Have you ever watched Rich Froning or my coach, Andy, compete?  When I compete I am trying to channel their calm composure.  For the spectators watching, I want to make the movements look effortless, the pauses deliberate, the entire event graceful.

Froning never suffers.  Unless you witnessed him in his first rope climb event or in the Triple 3’s.  These glaring exceptions proved that his gas tank is not limitless, that even he is susceptible to fatigue and failure.  Froning is as human as the rest of us which makes his body of work all the more impressive.  Despite his limitations he appears super human.  On the competition floor, like an illusionist, his weaknesses vanish.  Through mastery of pacing and flawless execution he makes the effortful look effortless.

Ballet dancers, gymnasts and figure skaters embody this.  Their craft is physically taxing but they’ve developed the discipline to conceal the strain and mask the pain.  They do not grimace or pant, they look calm and composed.  Poised.  They smile.

This is developed in training.  But not in the frantic, race-against-the-clock style of training where any rep that counts is good enough.  Straining to be faster and stronger by always pushing your physical limits is a waste of the daily WOD that could instead be used to become better through deep practice.

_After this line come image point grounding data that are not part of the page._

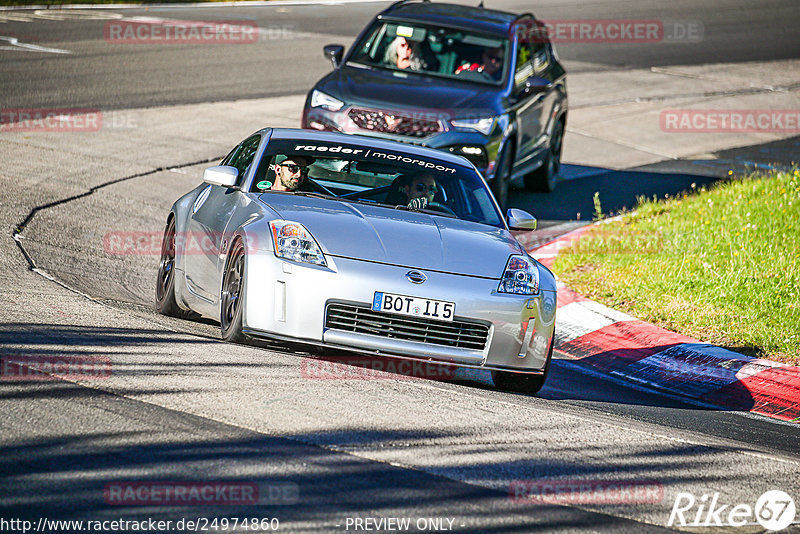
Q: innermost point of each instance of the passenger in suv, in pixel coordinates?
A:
(487, 85)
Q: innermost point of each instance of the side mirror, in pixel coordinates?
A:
(334, 53)
(520, 220)
(221, 175)
(536, 84)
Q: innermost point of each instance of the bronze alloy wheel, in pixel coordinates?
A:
(232, 291)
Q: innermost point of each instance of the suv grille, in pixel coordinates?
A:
(362, 320)
(378, 121)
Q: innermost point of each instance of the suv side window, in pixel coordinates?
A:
(533, 57)
(524, 67)
(244, 156)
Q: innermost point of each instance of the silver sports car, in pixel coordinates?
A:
(360, 244)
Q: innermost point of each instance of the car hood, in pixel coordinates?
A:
(398, 237)
(378, 88)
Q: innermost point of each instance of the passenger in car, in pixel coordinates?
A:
(491, 64)
(405, 54)
(414, 191)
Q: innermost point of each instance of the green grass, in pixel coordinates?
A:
(720, 265)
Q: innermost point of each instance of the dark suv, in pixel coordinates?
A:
(484, 84)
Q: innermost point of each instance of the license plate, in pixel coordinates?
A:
(414, 306)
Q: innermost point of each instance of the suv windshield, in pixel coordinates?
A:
(359, 173)
(440, 51)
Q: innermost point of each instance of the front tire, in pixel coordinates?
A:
(231, 304)
(523, 383)
(165, 280)
(545, 178)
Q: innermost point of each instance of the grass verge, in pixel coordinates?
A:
(721, 265)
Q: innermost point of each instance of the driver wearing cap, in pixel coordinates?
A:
(290, 172)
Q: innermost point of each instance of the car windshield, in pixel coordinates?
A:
(390, 179)
(439, 51)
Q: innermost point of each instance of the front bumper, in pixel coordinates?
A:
(289, 301)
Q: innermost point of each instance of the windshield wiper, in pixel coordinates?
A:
(314, 194)
(428, 211)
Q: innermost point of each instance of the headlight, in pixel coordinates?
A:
(324, 101)
(293, 242)
(521, 277)
(483, 126)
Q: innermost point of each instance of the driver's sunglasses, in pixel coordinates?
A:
(294, 168)
(423, 187)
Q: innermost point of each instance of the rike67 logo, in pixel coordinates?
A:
(774, 510)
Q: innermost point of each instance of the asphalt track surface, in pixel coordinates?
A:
(182, 406)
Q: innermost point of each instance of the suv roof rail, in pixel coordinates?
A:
(401, 2)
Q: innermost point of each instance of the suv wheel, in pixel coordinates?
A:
(545, 177)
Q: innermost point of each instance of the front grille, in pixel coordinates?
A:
(379, 121)
(362, 320)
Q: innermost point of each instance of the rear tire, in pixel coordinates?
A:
(545, 178)
(231, 304)
(502, 178)
(523, 383)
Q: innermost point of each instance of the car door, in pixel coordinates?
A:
(534, 106)
(211, 212)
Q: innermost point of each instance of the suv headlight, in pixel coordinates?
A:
(293, 241)
(325, 101)
(483, 126)
(521, 277)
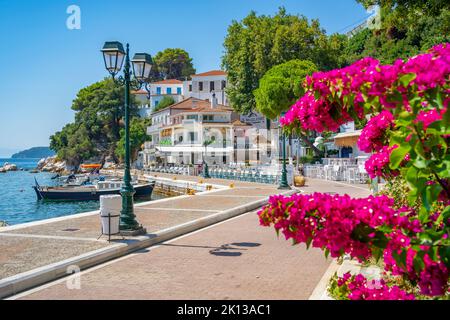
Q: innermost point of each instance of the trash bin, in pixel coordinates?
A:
(110, 206)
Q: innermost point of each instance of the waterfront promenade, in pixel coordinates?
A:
(235, 259)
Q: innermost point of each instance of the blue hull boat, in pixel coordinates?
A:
(87, 193)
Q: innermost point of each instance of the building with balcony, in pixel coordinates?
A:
(204, 84)
(179, 133)
(158, 90)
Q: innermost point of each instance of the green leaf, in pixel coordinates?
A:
(444, 253)
(398, 155)
(406, 79)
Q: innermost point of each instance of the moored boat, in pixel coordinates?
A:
(89, 192)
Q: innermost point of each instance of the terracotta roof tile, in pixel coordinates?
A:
(168, 81)
(211, 73)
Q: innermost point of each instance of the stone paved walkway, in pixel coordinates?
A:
(236, 259)
(28, 247)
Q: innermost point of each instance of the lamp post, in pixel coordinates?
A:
(114, 56)
(205, 171)
(284, 185)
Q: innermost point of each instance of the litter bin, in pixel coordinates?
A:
(110, 206)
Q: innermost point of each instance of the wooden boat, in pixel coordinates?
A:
(89, 192)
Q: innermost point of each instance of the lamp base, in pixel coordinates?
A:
(132, 233)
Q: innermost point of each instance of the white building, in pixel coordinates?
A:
(204, 84)
(158, 90)
(178, 134)
(347, 142)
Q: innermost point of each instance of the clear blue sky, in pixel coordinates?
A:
(44, 64)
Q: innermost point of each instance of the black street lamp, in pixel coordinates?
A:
(113, 56)
(284, 185)
(205, 171)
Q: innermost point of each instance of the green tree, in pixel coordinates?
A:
(165, 102)
(174, 63)
(408, 27)
(280, 87)
(257, 43)
(138, 135)
(96, 129)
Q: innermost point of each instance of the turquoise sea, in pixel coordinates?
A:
(18, 202)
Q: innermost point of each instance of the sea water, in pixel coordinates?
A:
(18, 201)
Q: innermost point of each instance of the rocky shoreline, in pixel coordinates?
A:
(8, 167)
(52, 164)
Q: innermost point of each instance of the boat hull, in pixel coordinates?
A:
(77, 194)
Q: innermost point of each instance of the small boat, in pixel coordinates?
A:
(89, 192)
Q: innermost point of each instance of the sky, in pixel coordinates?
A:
(44, 64)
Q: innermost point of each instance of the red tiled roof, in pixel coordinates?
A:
(198, 105)
(239, 123)
(168, 81)
(211, 73)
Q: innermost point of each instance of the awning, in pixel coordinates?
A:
(347, 139)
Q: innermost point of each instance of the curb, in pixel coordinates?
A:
(321, 290)
(27, 280)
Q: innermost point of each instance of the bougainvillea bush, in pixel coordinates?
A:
(408, 135)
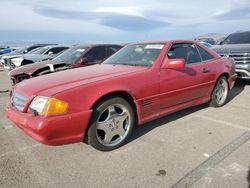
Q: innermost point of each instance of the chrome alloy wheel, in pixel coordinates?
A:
(113, 125)
(221, 91)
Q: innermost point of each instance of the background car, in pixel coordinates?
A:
(102, 103)
(207, 44)
(5, 58)
(76, 56)
(5, 50)
(237, 46)
(41, 54)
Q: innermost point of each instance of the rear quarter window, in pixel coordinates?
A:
(205, 56)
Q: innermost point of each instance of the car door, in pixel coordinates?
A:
(179, 86)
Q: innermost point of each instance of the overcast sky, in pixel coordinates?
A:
(120, 20)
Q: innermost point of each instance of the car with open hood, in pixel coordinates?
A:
(41, 54)
(102, 103)
(5, 58)
(237, 46)
(74, 57)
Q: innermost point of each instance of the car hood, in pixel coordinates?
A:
(36, 57)
(31, 68)
(50, 84)
(236, 48)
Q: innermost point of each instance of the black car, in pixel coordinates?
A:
(237, 46)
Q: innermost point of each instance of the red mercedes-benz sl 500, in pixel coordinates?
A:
(102, 103)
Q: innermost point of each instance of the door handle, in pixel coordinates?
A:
(206, 70)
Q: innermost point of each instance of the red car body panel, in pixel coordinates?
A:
(155, 91)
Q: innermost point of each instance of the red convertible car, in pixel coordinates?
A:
(102, 103)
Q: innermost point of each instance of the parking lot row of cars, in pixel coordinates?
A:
(135, 84)
(40, 59)
(49, 58)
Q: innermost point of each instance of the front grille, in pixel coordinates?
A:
(19, 101)
(239, 58)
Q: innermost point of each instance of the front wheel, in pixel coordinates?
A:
(220, 92)
(111, 124)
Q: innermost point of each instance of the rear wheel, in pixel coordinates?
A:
(111, 124)
(220, 92)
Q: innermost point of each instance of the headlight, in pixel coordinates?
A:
(17, 61)
(46, 106)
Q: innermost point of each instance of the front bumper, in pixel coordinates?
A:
(53, 130)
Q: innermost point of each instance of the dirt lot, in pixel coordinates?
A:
(197, 147)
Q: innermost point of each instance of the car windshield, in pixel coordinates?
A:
(21, 50)
(33, 51)
(238, 38)
(137, 55)
(39, 51)
(70, 56)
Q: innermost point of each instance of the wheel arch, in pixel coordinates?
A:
(123, 94)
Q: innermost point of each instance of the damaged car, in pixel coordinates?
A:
(74, 57)
(101, 104)
(41, 54)
(5, 58)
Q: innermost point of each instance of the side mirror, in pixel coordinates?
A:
(50, 53)
(173, 64)
(82, 61)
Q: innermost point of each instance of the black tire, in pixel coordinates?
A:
(220, 99)
(113, 108)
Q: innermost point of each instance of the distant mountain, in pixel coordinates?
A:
(21, 43)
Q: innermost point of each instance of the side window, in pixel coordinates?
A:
(187, 51)
(205, 56)
(96, 54)
(111, 50)
(56, 50)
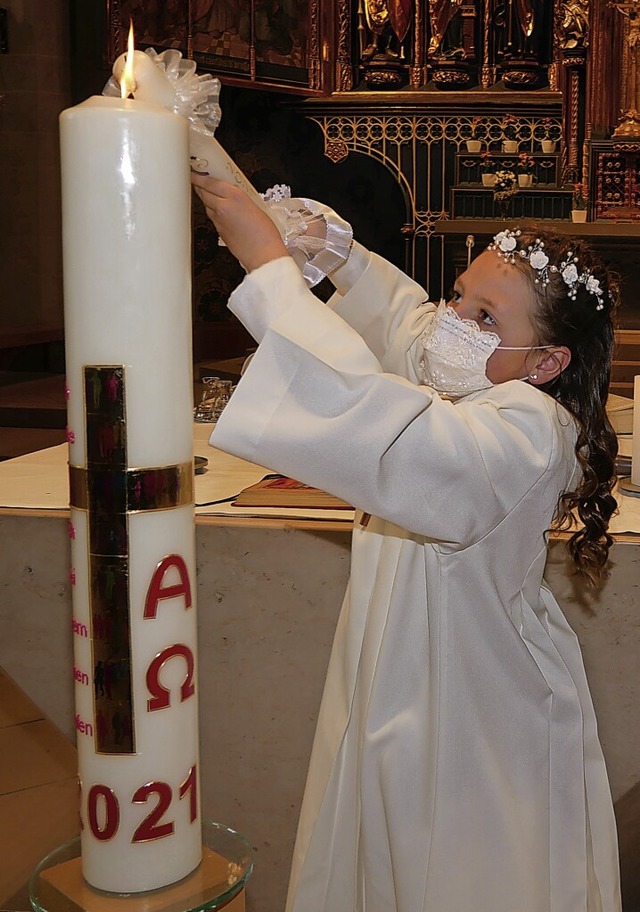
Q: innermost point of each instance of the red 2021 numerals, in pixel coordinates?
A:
(103, 809)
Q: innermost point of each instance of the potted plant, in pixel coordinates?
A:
(526, 167)
(504, 189)
(509, 136)
(579, 202)
(547, 130)
(473, 143)
(488, 168)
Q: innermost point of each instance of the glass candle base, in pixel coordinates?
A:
(57, 884)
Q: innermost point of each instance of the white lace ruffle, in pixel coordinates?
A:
(315, 236)
(196, 97)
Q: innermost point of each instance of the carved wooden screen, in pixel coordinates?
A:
(248, 41)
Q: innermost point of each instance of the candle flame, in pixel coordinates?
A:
(128, 83)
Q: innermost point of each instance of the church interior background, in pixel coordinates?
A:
(397, 113)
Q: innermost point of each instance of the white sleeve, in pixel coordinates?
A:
(387, 308)
(316, 404)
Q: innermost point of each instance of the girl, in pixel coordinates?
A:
(456, 763)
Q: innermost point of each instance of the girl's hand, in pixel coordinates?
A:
(246, 229)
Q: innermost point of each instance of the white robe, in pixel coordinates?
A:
(456, 765)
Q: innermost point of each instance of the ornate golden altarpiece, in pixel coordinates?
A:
(407, 82)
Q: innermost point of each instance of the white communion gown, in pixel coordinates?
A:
(456, 765)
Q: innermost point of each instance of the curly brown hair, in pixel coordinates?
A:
(582, 388)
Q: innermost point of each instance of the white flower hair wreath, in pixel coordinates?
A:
(505, 243)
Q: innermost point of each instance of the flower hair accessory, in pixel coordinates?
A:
(505, 243)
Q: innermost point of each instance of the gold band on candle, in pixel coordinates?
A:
(159, 488)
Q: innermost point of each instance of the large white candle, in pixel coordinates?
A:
(635, 444)
(127, 266)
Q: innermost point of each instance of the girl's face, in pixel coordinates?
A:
(498, 297)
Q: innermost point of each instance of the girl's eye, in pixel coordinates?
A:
(486, 318)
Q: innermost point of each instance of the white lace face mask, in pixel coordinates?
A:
(456, 352)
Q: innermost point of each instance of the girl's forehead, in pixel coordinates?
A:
(502, 283)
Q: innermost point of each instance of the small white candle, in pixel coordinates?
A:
(635, 444)
(152, 85)
(127, 268)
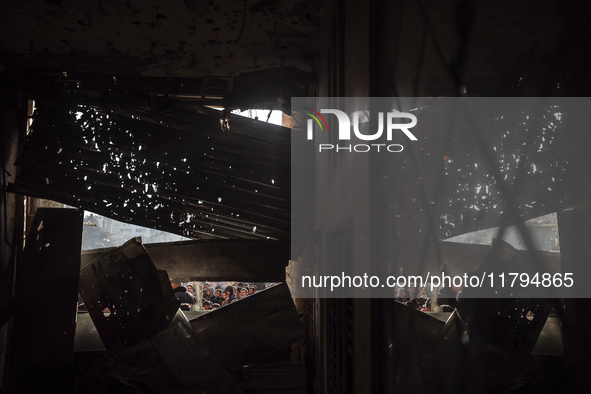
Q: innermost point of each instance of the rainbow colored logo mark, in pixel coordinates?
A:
(315, 115)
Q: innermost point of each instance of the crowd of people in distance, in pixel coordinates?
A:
(213, 295)
(222, 295)
(420, 298)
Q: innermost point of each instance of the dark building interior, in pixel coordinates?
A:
(106, 106)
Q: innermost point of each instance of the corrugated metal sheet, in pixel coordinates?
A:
(177, 172)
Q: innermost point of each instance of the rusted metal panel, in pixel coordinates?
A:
(253, 327)
(46, 290)
(216, 260)
(190, 359)
(128, 299)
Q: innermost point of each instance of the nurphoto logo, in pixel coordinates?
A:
(344, 129)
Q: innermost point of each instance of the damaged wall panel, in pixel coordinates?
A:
(216, 260)
(43, 326)
(178, 174)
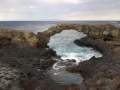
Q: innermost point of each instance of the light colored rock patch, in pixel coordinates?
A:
(7, 76)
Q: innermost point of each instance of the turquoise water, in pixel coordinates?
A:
(63, 44)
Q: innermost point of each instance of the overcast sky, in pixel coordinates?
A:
(59, 10)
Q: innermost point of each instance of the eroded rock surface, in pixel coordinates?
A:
(25, 57)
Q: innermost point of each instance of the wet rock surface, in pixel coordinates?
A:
(24, 61)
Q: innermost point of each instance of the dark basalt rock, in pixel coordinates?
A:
(25, 57)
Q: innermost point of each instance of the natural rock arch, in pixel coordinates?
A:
(94, 31)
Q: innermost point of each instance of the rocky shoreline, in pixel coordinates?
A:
(25, 57)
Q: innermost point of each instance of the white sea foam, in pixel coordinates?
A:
(65, 47)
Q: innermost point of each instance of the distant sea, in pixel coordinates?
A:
(40, 26)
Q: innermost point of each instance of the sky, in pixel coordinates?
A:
(20, 10)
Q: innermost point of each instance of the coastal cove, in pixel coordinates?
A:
(63, 57)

Use micro-adjustments to make each rep better than the last holding yourself to the highest standard so that rep 1 and rep 101 look precisely the same.  Instead of speed, aim for flawless execution.  Learn the correct mechanics so that every rep becomes easier, more efficient.

When you step up to compete you are like the concert pianist.  The audience cannot see the hours of painstaking practice that has gone into honing your craft.  They cannot see the fumbles, stumbles and missed chords.  You have left those behind in the practice hall.  All that you have brought on stage is the finished product, polished to perfection.

Don’t despair errors in practice, that is where they belong.  That is where you push yourself to the margins of your ability.  You fail, you make corrections, and you try again.  You don’t accept sloppy reps or repeat errors.  You correct them immediately so they do not become habits.  You don’t try to finish the piece as quickly as possible, you try to play it as perfectly as you can, mastering first one bar, and then the next.

When you step into the arena to compete, you are calmness and confidence.  You’ve rehearsed this.  You know the dance steps, you know your tempo.  The audience is awed by your composure.  You never struggle.  Your breaks, when you take them, are deliberate.  And if your plan goes awry, if you miss a step, you remain calm wasting no energy on frustration, disappointment or negative thoughts.  You simply revise your plan and carry on as if this was your intent all along.  Only when the final note has played do you surrender to exhaustion and collapse with relief that the dance is done.  Only then will you admit pain.

I suggest reading the Talent Code.  Instead of training harder, learn to train better.  Competitors, learn to think of yourselves as performance artists.  Each CrossFit event is the expression of your art form.  Strive to paint yourself a new masterpiece to add to your gallery each time you compete.